Don’t get too distracted by that, though. Yes, ‘Beneatha’s House’ is littered with easter eggs, and concerned with many of the same ideas as Hansberry. But it isn’t really a sequel tonally, and is more a play of ideas than something you need crib notes to follow.
An almost unprocessable amount of stuff happens in the first act, which begins with Beneatha (Cherrelle Skeete) and her new Nigerian husband Joseph (Zackary Momoh) arriving at their fancy new house in Lagos, 1959. In the course of literally about 50 minutes they encounter patronising white missionaries, a light relief auntie, a CIA spook and become heavily – and ultimately, shockingly – embroiled in the power struggles of pre-independence Nigeria. It is melodramatic as hell, and for all her undoubted charisma and depth of feeling, Skeete’s Beneatha is naggingly lacking in agency, reduced to looking on in bemusement as mad thing after mad thing happens. There’s a definite exhilaration to the barrage of ideas in Kwei-Armah’s text, and some of the events very smartly echo ‘A Raisin…’. But it might have been better spread over a couple of hours than its current, whiplash-inducing pace.
Plus it would basically be fine to eject the second half, a clunky academic satire that picks up the story some 50 years later. Beneatha – Skeete again – is now an eminent social academic. The faculty of her department of ethnic studies is largely white except for her and Wale (Momoh), the son of an oil billionaire. The staff have decamped to Nigeria on business and Beneatha has decided they should have a crunch meeting about the department’s future in her old Lagos house, which she has never previously returned to, but has been unwilling to let go of these 50 years (IT’S A METAPHOR).
The faculty is debating whether to keep African American studies as a major or replace it with one in ‘critical whiteness’, which is a potentially very entertaining idea that Kwei-Armah largely squanders. He’s just not a funny enough writer to pull it off as comedy, or incisive enough to pull it off as comment on Black America.
He has written some genuinely great plays, and you expect a playwright-artistic director to stage his own work.

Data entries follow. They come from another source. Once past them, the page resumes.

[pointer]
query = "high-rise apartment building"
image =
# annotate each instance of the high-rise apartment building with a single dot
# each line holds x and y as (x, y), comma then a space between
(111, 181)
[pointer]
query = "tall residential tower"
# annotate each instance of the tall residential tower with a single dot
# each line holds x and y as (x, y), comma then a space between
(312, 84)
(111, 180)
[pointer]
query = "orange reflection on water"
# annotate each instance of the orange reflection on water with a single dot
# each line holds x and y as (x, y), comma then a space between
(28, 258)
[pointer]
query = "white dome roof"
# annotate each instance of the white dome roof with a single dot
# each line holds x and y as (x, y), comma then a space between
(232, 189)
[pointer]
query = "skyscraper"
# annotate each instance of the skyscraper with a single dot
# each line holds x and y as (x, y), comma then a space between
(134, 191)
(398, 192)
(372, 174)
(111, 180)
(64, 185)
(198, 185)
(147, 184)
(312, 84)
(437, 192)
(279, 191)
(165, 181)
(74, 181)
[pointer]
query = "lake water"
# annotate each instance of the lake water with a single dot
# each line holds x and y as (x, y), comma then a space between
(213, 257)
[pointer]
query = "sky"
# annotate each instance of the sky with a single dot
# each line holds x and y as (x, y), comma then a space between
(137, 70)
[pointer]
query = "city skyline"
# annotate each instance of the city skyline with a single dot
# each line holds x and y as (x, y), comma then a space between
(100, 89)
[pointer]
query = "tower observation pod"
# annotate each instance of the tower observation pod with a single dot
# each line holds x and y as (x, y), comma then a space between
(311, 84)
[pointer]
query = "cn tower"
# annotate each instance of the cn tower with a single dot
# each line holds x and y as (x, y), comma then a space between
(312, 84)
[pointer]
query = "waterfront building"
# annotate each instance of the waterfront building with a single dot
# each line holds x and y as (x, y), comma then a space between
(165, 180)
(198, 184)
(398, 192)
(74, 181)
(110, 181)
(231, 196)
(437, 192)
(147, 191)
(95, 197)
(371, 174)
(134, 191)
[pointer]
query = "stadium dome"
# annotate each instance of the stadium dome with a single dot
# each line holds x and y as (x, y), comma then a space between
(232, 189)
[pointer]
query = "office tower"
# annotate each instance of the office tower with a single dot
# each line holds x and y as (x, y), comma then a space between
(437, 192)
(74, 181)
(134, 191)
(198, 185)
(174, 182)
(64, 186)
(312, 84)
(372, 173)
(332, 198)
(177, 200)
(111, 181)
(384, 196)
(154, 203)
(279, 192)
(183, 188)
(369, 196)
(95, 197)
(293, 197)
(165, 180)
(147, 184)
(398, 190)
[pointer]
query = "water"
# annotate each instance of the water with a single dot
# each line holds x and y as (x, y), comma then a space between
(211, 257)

But the fact is that ‘Beneatha’s Place’ feels overshadowed, not only by ‘A Raisin in the Sun’, but also all the wildly inventive Black American writing about Black American identity that’s kicking around at the moment (see ‘A Strange Loop’ at the Barbican or ‘Tambo & Bones’ at TRSE). This is only the second play to receive a full run at the Young Vic this year, and it’s ultimately a pretty frustrating use of one of London’s great stages.